The Must-Haves and Want-to-Haves…
Lucynda met me at ‘the house’ on Prentiss to walk through and get a feel for what I wanted in a new home. The house has 3 bedrooms, a nice living room, dining room and library. Baths are outdated. It has the charm of a 1930′s era structure: imperfect plaster walls, slants to some floors, knob and tube light switches like my grandmother had, overgrown shrubbery, not many working appliances….
But I fell in love with the possibilities. The street is fabulous, the corner lot has lots of privacy and with the vision of Lucynda, I just knew it was right. By mid-September I owned it.

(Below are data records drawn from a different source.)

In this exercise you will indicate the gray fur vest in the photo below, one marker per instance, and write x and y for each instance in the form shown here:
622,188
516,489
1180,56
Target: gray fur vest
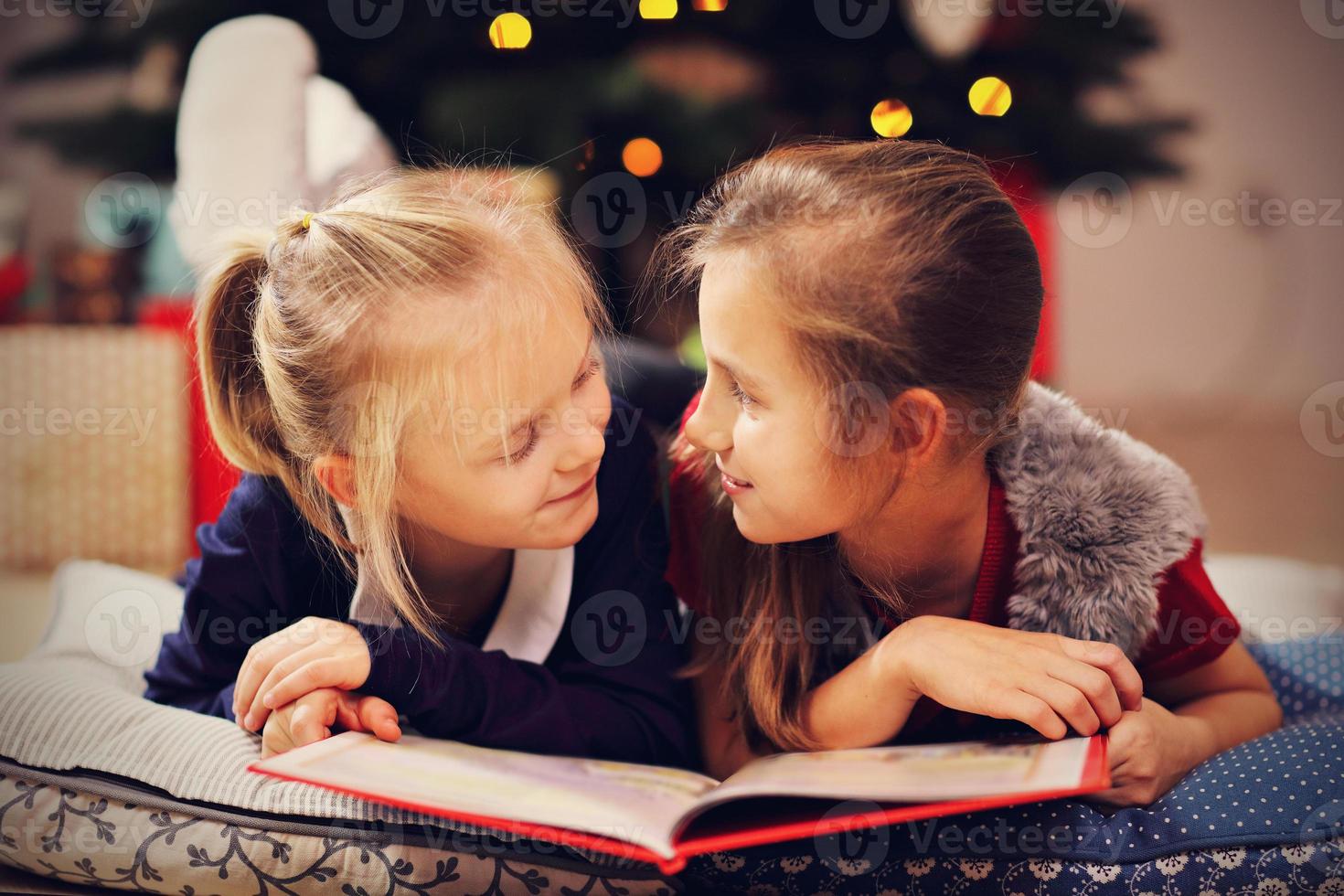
1101,516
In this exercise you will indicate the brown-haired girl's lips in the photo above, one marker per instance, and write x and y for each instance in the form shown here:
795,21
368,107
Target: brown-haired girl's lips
731,484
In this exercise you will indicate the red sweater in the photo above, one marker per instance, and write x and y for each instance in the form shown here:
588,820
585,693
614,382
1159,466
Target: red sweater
1194,624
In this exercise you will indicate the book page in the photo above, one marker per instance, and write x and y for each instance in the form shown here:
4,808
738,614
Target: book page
623,801
915,773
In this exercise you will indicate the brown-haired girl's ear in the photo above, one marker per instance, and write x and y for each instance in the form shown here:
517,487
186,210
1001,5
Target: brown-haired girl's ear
336,475
918,425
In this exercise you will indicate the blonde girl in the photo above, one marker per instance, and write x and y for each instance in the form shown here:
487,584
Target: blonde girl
869,458
436,484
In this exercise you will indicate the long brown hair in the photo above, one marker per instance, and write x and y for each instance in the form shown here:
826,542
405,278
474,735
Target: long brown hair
325,336
895,265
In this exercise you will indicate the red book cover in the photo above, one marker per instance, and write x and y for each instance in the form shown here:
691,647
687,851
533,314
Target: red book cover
666,816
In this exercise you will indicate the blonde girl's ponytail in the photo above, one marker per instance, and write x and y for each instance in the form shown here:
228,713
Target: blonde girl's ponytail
352,329
237,403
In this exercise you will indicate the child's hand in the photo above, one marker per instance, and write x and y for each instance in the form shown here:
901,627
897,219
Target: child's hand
1148,752
311,718
309,655
1047,681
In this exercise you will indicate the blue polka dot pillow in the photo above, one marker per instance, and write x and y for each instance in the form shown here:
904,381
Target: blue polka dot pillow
1265,818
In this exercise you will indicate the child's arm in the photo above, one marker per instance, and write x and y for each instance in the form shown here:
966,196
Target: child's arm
580,701
237,592
1047,681
1189,719
1206,690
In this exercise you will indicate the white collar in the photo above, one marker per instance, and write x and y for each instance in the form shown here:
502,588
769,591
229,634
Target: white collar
529,618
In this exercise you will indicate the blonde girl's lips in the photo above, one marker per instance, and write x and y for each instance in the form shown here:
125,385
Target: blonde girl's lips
575,493
732,486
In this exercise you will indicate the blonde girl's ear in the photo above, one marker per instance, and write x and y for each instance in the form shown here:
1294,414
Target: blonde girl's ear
336,475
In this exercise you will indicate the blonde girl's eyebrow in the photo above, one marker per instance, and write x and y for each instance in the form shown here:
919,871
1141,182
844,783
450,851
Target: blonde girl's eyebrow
523,426
743,379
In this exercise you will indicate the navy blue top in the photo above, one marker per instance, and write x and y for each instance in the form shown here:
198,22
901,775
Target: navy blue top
606,689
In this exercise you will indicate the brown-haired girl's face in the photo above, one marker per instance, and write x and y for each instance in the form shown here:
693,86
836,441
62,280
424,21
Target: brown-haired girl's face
535,486
760,415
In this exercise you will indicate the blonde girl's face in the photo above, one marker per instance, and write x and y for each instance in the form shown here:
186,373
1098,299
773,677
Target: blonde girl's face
761,417
526,473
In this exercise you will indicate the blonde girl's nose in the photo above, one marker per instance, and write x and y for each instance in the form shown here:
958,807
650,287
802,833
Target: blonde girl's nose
585,437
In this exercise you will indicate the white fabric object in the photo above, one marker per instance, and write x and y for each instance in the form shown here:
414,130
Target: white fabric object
261,133
531,615
1278,600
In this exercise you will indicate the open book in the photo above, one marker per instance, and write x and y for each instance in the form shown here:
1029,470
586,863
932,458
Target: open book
664,816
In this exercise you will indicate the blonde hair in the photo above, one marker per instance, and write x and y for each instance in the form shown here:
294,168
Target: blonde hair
319,337
897,265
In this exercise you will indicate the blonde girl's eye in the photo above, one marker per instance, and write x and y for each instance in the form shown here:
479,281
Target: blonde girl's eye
523,453
591,371
742,398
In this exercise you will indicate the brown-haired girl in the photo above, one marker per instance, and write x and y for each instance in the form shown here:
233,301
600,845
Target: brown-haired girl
869,455
437,481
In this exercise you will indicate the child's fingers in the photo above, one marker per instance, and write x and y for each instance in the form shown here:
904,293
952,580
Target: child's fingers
1094,684
291,678
379,716
1112,660
312,718
1031,710
1067,701
261,658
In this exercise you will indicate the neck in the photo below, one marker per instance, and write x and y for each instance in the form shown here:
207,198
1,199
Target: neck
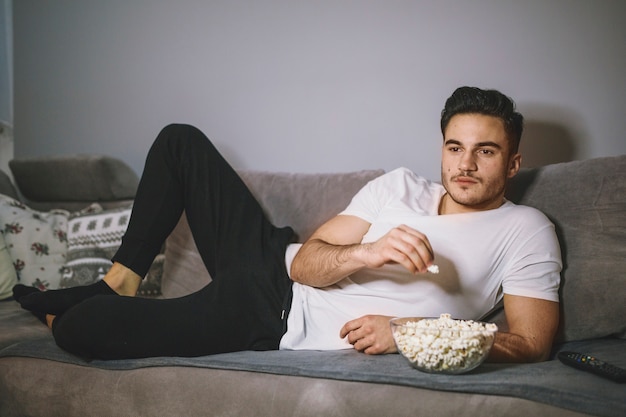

Lucynda listened to my list of must-haves and want-to-haves and carefully measured the spaces we had to work with. There were many challenges to work around. The back entrance of the house was actually on the back side, so entering at night especially was sketchy. I don’t like entering a house directly into a living room area, and this was how the house was designed.
The kitchen was dismal. Dark. The only appliance that worked was a microwave, and it went away with the previous owner! The house has two fireplaces, but the previous owner had never used them, creating uncertainty about their functionality.
And I have a budget, those pesky numbers that we try to live within.
By mid-October, Lucynda had come up with 2 plans for consideration! One, more traditional, used the rooms as they were, with upgrades and the addition of a fabulous front porch and screened porch. I had thought the screened porch would be out the back of the house, but she recognized the shady, private side yard as the perfect place to build it. Why have a view of the porch in the hot sun when we could have a shady, welcoming location? I’m convinced.
The second plan was a revolution of space. It ‘re-purposed’ many of the rooms to be in a more user-friendly configuration, resulting in a two bedroom/2 bathroom house that offered the kind of space I really wanted.
My daughter was a skeptic. Laura expressed concern about the resale value of the house if it was reduced from three bedrooms to two. My response: “That will be your problem, sweetie!”